Kayla pounded on the door. “Gavin! Tuck! One of you better answer this door or so help me.”
“Kayla,” Lucy touched her arm. A big white four-wheel drive was coming up the path toward the house. “It’s Tuck.”
They all stood and watched the hateful man step down from his truck. As soon as his feet hit the ground, Brance pounced. He had him up against the side of the truck. “Where’s Gavin?”
“How the hell should I know?”
“His horse is here, Tuck. That horse wouldn’t leave him,” Kayla said.
“Brance, take it easy, okay?”
“Don’t worry about me, Red. This little punk doesn’t scare me,” Tuck proclaimed.
“I wasn’t worried about you. I am worried one of these guys is going to have enough of your crap and kill you. Although I’d like to do it myself, you’re not worth all the trouble I’d get into for it.”
“Let go of me, boy!” Kayla laid a hand on his shoulder, and Lucy saw Brance visib
ly relax the hold he had on Tuck. He finally let him go, shoving him back into the truck as he did.
“If anything happened to him, so help me God, you will be sorry, old man.” The words came out through Brance’s gritted teeth. Tuck smiled. Lucy wondered if he had a death wish.

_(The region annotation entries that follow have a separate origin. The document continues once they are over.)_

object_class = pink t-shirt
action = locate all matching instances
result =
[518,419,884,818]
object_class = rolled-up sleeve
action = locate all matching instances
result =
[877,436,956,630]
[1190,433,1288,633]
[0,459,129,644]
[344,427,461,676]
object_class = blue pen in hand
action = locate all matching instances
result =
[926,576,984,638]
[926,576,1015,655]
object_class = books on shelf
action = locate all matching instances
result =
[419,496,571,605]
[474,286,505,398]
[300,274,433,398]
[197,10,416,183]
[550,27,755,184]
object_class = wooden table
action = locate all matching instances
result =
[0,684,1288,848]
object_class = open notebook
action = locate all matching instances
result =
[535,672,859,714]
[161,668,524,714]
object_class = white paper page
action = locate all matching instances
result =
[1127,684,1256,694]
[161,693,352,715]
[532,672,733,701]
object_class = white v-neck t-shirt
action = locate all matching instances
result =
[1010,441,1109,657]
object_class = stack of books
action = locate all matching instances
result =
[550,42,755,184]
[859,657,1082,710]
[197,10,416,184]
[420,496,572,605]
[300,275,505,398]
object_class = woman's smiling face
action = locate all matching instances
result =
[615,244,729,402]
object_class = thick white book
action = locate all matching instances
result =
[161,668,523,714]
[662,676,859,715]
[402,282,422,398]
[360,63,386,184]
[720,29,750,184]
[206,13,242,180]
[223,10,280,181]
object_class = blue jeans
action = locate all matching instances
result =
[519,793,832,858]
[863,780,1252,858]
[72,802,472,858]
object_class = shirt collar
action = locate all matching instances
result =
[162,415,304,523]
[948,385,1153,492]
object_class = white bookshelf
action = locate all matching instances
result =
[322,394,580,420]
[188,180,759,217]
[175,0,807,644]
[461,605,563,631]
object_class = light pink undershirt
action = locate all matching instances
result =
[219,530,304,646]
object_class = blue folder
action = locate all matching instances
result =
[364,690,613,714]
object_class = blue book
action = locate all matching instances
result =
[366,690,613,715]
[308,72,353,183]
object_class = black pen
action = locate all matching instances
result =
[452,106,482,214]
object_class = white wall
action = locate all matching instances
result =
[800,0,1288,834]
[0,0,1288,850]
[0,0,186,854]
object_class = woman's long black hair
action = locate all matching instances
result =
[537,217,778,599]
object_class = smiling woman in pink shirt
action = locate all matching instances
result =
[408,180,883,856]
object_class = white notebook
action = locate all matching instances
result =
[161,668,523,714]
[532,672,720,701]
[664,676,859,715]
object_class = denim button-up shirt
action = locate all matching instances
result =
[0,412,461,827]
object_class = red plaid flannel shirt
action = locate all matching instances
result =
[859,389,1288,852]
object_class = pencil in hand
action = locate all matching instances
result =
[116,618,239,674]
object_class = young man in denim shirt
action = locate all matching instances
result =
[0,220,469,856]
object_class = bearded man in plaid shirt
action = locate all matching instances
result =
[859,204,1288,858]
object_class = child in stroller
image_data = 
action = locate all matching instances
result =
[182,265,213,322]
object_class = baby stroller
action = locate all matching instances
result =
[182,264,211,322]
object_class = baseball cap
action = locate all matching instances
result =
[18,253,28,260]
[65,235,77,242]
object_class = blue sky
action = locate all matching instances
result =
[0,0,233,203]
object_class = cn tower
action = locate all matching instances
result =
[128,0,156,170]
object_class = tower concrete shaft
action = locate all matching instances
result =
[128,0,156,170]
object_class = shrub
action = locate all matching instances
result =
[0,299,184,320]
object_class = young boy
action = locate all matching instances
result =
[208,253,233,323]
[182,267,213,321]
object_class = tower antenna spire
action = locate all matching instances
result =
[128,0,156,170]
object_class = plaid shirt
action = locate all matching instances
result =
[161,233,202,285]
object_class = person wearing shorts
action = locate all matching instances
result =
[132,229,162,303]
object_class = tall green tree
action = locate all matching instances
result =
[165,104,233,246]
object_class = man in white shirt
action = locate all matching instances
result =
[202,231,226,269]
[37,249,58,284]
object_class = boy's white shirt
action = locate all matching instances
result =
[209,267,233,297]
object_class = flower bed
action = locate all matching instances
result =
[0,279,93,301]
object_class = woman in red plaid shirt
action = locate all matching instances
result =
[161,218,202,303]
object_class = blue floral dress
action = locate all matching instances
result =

“I don’t need to give that boy no trouble,” Tuck said, adjusting his shirt. “It seems he finds it all on his own. Now y’all get out of here, you’re trespassing. If I find your boy trespassing around here, I’m calling the law on him, and if that hapless Barney Fife cop doesn’t do anything about it, I’ll call the state police next time. Now go!”
Brance stepped forward again and this time, Mike took hold of his arm. “Come on, he ain’t worth it.”

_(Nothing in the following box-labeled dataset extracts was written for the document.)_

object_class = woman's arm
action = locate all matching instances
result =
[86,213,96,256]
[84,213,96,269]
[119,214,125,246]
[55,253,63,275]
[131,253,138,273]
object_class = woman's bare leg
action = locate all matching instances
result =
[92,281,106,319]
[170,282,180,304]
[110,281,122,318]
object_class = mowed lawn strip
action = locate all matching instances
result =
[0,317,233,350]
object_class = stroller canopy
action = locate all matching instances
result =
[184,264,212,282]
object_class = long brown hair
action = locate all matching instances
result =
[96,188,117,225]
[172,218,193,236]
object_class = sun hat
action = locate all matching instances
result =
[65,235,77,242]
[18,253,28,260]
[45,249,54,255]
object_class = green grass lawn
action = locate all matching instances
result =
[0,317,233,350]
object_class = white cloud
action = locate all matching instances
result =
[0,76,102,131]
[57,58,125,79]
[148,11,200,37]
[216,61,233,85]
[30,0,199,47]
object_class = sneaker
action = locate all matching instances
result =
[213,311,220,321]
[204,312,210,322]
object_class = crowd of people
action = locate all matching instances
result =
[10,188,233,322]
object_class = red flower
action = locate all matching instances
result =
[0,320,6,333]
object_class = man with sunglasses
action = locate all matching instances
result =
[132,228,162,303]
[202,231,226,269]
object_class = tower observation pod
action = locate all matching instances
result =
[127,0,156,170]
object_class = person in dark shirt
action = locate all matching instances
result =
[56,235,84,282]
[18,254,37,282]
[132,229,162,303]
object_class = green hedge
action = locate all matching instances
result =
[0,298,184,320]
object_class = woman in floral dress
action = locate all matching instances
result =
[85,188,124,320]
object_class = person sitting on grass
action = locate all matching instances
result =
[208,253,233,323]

Kayla walked over to where Satan stood his vigil and asked, “Where is he, boy?” Then she looked back at Mike and asked, “Are the dogs with him?”
“Yeah.”
“Come here!” They all came over and looked across the deep brush. The top of Clarence’s head could be seen and the grass around him was dancing like something was moving around in it. Kayla jumped on Satan’s back and clicked her tongue. As she raced toward Clarence, the rest of them followed on foot. Lucy saw Kayla pull the horse to a stop and slide off. She knelt down and now was almost invisible herself. “He’s here!” she yelled. Lucy, Brance, and Mike moved faster. When they got there, they found an unconscious Gavin on his back on the ground. Bo and Sam were standing on either side of him, guarding him. Poor Satan must have gone for help, not realizing that he was in the enemy’s camp.
“I’m gonna get the truck,” Mike said. Lucy was already on her phone dialing 911. This time he was going to the hospital, whether he liked it or not.
“Gavin, it’s Kay. Gavin! Can you hear me?” Tears began streaming down her frightened face.